I remember lying in the bathtub late one evening and thinking how my skin couldn’t feel anything, including the heat of the water. I resisted the urge many times to test that theory by hurting myself.

Now, so many years later, I can see clearly that numbness was not the absence of feeling, but the overwhelming of it. So much so bottled up.

And sometimes the safest way to feel those feelings is to share the privilege of them with others.

Days 0589, 0590, 0591 & 0592

Wouldn’t it be something if, after something unpleasant or a certain amount of time, we humans could slough off our skin like a snake? To crawl out of our facade, to turn back and look at it sitting there, dry, inanimate and empty: that could feel like a triumph at times.
But we can’t. And snakes are gross, of course.
Instead we lose our skin a cell at a time.
But something I didn’t realise: we lose it all every 27 days.
So we are new every month.
Last January I felt refreshed by the idea that Halfman had not touched my skin, hair or anything else for exactly a year. It felt good to be ‘new’ in that way.
But to think that all the organs in my body have become new again at a much faster rate than I ever imagined; that somehow works for me.
My skin, my hair, my fingernails. My lungs, my blood … My everything. It has all been new a dozen times over. The me he touched – the me he knew and mistreated – the lovely me he shit all over: she has kept going and regenerated.
Everything touched by him has fallen onto the floor and been swept away. Or swirled down the drain. Or blown into the countless spectacular views and waterfalls and friends my life has filled with.
And yet I’m not gone.
I am here even more.
I fill my space. Or I try. And some of the time, I make that space worthwhile.

Days 0132 & 0133

I feel querulous. What does one do when faced with a male who appears to want nothing more than to enjoy one’s company? And who genuinely appears to find the myriad thoughts bazinging around my head interesting?

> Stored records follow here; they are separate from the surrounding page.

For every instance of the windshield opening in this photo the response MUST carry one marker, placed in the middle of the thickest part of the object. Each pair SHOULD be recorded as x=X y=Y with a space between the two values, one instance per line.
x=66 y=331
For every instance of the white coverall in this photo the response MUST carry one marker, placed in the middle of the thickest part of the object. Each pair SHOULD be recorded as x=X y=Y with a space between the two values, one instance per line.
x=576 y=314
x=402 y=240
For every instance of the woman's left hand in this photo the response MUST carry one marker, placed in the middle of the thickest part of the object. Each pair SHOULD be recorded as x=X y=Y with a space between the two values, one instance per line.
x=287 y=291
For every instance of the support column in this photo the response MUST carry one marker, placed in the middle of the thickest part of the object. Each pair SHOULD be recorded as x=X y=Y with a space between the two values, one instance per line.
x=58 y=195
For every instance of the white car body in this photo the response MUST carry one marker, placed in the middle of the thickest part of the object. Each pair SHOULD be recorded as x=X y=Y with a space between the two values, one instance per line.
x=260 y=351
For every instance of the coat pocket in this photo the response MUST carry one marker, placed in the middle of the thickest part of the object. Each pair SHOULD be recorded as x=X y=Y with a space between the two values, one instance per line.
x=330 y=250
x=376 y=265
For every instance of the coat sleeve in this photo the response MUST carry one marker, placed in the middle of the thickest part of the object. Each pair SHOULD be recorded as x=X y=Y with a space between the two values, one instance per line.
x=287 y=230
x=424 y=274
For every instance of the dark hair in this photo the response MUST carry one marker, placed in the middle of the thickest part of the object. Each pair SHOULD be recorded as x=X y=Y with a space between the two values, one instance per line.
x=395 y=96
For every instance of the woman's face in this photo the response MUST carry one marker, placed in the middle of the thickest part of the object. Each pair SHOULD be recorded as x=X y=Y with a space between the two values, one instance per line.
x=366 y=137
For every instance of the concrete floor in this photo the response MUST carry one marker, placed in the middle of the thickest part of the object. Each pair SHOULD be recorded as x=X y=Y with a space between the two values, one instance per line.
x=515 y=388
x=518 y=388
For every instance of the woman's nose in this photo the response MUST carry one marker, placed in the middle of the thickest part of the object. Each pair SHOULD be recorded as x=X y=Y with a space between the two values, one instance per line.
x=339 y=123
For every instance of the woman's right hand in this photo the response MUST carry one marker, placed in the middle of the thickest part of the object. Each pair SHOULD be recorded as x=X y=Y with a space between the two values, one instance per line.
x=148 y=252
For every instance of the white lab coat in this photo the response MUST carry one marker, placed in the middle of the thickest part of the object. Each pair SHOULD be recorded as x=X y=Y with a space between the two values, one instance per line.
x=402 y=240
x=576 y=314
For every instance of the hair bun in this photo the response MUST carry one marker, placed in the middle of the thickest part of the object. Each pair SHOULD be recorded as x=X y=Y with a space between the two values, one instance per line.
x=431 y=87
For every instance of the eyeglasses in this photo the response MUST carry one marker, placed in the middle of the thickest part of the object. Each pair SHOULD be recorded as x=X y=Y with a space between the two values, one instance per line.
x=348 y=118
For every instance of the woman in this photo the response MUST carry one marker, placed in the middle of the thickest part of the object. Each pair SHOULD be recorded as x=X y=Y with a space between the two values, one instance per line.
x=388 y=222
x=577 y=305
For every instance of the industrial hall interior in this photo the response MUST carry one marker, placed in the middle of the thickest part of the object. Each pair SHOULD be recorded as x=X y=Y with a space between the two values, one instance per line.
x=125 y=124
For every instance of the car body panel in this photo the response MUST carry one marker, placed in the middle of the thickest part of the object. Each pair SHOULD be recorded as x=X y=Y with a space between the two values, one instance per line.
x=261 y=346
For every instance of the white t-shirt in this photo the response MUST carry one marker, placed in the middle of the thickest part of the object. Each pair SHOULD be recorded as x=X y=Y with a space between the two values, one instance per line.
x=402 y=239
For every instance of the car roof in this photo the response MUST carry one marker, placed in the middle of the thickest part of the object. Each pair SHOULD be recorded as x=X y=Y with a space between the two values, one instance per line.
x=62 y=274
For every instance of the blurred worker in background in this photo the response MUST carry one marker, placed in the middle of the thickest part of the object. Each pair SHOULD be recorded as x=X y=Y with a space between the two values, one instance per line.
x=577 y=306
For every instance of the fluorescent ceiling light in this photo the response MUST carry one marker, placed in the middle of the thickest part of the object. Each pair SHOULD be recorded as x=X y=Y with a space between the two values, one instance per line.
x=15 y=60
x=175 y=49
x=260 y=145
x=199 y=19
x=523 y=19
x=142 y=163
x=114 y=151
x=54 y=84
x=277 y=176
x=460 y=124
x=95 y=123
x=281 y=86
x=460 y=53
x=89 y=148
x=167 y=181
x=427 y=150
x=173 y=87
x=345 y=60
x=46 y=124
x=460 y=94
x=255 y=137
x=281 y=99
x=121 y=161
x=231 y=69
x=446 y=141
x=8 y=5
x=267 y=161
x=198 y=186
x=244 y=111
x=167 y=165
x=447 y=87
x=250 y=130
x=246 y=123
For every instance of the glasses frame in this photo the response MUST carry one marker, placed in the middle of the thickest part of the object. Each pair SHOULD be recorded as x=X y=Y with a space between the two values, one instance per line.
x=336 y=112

When I move out of this gentle company I feel utterly confused by the pleasantness of the experience. It unbalances me.

My reaction is not to trust the gut feeling of calm and to start parsing it down, start finding the hidden motivation behind this or that statement. I am working hard not to do that.

It is more than a little disappointing to realise years of bracing for someone to explode with rage at something ‘thoughtless’ or ‘stupid’ or ‘unsophisticated’ I have unknowingly and unintentionally done have set me up to be afraid to relax and just be Me.

 

Day 0085

Well it would seem ginger beer and peanut butter M&Ms can cure a broken heart. Well that and stomping through good, sticky mud in the rain to the foot of a waterfall that was nearly loud enough to drown out my ‘barbaric YAWP’. I thought maybe I could toss some of the hurt out from my tonsils and into the drippy wonder of the world that sat in front of me. I felt a bit better and had a laugh when I happened upon a young and in love couple that were just behind me on the – I had thought deserted – trail.

I sat and ate a chickpea pie looking out over a steep valley of majestic gums. And that helped a bit too.

Life is odd. And beautiful. And oddly beautiful. But mostly, it’s just bloody hard work.